Not too long afterwards, the privateer of Piper/Van Lennep Porsche suffered a terrifying tyre blowout at high speed, likely the result of an earlier brush with the barrier by Piper. Van Lennep managed to avoid crashing, but the car was too heavily damaged to continue.
After midnight, Ickx’ heroic performance came to a tragic and deadly end. An attempt at unlapping himself ended in disaster when the brakes on his #5 Ferrari 512S failed and was launched over a sandbank, after which his car caught fire. Ickx was unharmed, but the crash took the life of track marshal Jacques Argoud.
Attwood and Herrmann move to the front
With Ickx out of the race, Ferrari’s challenge was over. Siffert and Redman were dominating and had built up a lead of multiple laps. That was until Siffert made a mistake while lapping back markers. The Swiss driver missed a gear change and subsequently damaged his Porsche’s engine, retiring after 156 laps.
Siffert’s retirement cycled Attwood and Herrmann into the lead. The pairing had started 15th but were lapping consistently and had managed to stay out of trouble. Larrousse and Kauhsen now held second in their Martini Porsche, ahead of Elford and Ahrens who had made their way back up to second after their earlier puncture. The polesitting pair subsequently moved into second when Larrousse and Kauhsen suffered electrics issues. Third place was now held by the Group 6-entered Martini Porsche 908 of Helmut Marko and Rudi Lins.
The difficult conditions had clearly left their mark on the field as daylight approached over western France. All four factory-entered Ferrari cars were out, as were all three JWA-Gulf Porsches. Over half the field had retired, but there was to be one more high-profile retirement.
After 16 hours of racing, Attwood and Herrmann led Elford and Ahrens, but the challenge by the pole sitting pair came to a bitter end when the engine of the #25 Porsche 917LH gave up the ghost with Elford behind the wheel.
A historic victory
As their rivals retired, Richard Attwood and Hans Herrmann kept their nose clean and took a historic win in their #23 Porsche 917K, five laps ahead of Gerard Larrousse and Willi Kauhsen in the #3 Martini Porsche 917LH. The podium was completed by Lins and Marko in their Porsche 908.

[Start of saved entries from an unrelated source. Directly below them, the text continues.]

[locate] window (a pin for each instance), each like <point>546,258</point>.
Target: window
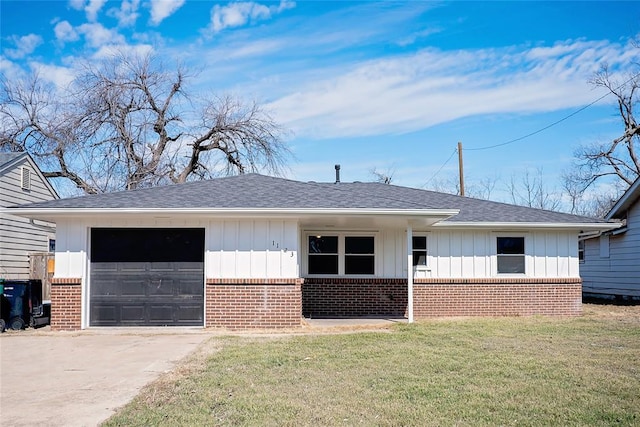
<point>510,255</point>
<point>581,251</point>
<point>419,251</point>
<point>323,254</point>
<point>359,255</point>
<point>25,178</point>
<point>604,246</point>
<point>340,254</point>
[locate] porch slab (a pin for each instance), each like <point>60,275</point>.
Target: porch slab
<point>353,322</point>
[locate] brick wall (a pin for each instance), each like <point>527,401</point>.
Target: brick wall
<point>497,297</point>
<point>253,303</point>
<point>340,297</point>
<point>66,304</point>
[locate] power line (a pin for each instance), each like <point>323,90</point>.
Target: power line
<point>552,124</point>
<point>532,133</point>
<point>441,167</point>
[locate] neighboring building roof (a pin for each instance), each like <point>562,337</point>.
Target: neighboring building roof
<point>7,159</point>
<point>253,191</point>
<point>629,197</point>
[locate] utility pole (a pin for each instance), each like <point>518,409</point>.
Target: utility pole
<point>461,169</point>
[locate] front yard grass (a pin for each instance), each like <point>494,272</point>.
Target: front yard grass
<point>463,372</point>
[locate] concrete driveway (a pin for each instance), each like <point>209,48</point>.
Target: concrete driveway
<point>80,379</point>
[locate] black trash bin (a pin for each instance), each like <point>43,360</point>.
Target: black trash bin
<point>22,305</point>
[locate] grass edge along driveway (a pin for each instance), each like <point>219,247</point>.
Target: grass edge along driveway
<point>466,372</point>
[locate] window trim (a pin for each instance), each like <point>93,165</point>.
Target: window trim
<point>581,251</point>
<point>495,254</point>
<point>341,251</point>
<point>427,266</point>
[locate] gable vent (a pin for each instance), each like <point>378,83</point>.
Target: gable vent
<point>25,181</point>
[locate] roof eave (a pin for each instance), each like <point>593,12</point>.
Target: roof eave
<point>603,226</point>
<point>50,213</point>
<point>626,200</point>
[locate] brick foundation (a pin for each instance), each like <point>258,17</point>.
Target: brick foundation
<point>497,297</point>
<point>340,297</point>
<point>66,304</point>
<point>253,304</point>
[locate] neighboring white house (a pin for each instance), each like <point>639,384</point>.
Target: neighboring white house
<point>22,182</point>
<point>253,251</point>
<point>610,267</point>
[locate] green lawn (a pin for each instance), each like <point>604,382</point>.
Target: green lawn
<point>462,372</point>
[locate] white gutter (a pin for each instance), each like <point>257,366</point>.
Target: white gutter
<point>42,227</point>
<point>529,225</point>
<point>53,212</point>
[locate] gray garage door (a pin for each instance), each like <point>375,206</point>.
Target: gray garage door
<point>147,277</point>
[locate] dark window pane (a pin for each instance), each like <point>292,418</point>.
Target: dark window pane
<point>419,258</point>
<point>510,264</point>
<point>419,242</point>
<point>323,244</point>
<point>358,245</point>
<point>511,245</point>
<point>147,244</point>
<point>359,264</point>
<point>323,264</point>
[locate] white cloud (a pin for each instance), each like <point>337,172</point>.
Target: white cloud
<point>97,35</point>
<point>60,76</point>
<point>161,9</point>
<point>413,92</point>
<point>110,51</point>
<point>90,7</point>
<point>25,45</point>
<point>240,13</point>
<point>127,14</point>
<point>10,69</point>
<point>64,32</point>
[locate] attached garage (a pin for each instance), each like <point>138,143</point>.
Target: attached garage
<point>146,277</point>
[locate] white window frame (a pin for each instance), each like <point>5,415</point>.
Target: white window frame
<point>341,252</point>
<point>581,251</point>
<point>426,250</point>
<point>25,178</point>
<point>496,255</point>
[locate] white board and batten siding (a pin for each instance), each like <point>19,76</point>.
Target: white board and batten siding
<point>472,253</point>
<point>21,183</point>
<point>234,249</point>
<point>612,262</point>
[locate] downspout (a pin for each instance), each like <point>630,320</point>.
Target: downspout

Ronnie Bucknum and Sam Posey finished off the podium in the #11 NART Ferrari 512S, with the #12 Ecurie Francorchamps Ferrari 512S fifth
Porsche had dominated the accident-filled race, with twelve of the remaining sixteen cars carrying the German manufacturer’s badge. It took each of the class wins. Marko and Lins won the Prototype class, while the two GT classes were won by the #40 914/6 GT of Ballot-Lena/Chausseil and the #37 911S of Koob/Kremer.
A legacy defined
“It was a race dominated by rain and it felt we had to permanently keep changing the tyres and adapt to the situation at hand. It was not the wear that forced us to change tyres, but the constantly changing weather,” remembers Herrmann about that now legendary victory. “The fact we harmonized so well together as a driving team led us to victory. To compete in a 24-hour endurance race with just two drivers is no mean feat.”
“Le Mans is a race where everything goes right, or it doesn’t. In those days, the 24 Hours was more like an endurance drive than a race,” explains Attwood. “To win Le Mans with Porsche and Hans came fully unexpectedly because our car didn’t have the right set-up for speeds. Hans and I were simply a dream team.”
“The victory gained in significance over the years. Who would have thought that Porsche would become the record title holder at this race,” ‘Dickie’ added. “I was also unaware at the time that I was contending with another personal challenge: I couldn’t eat anything during the race and could only drink milk to stay fit to drive. Because what I didn’t know was I had come down with mumps.”
The race was even more special for Herrmann in one particular way: it was his final race as a professional driver.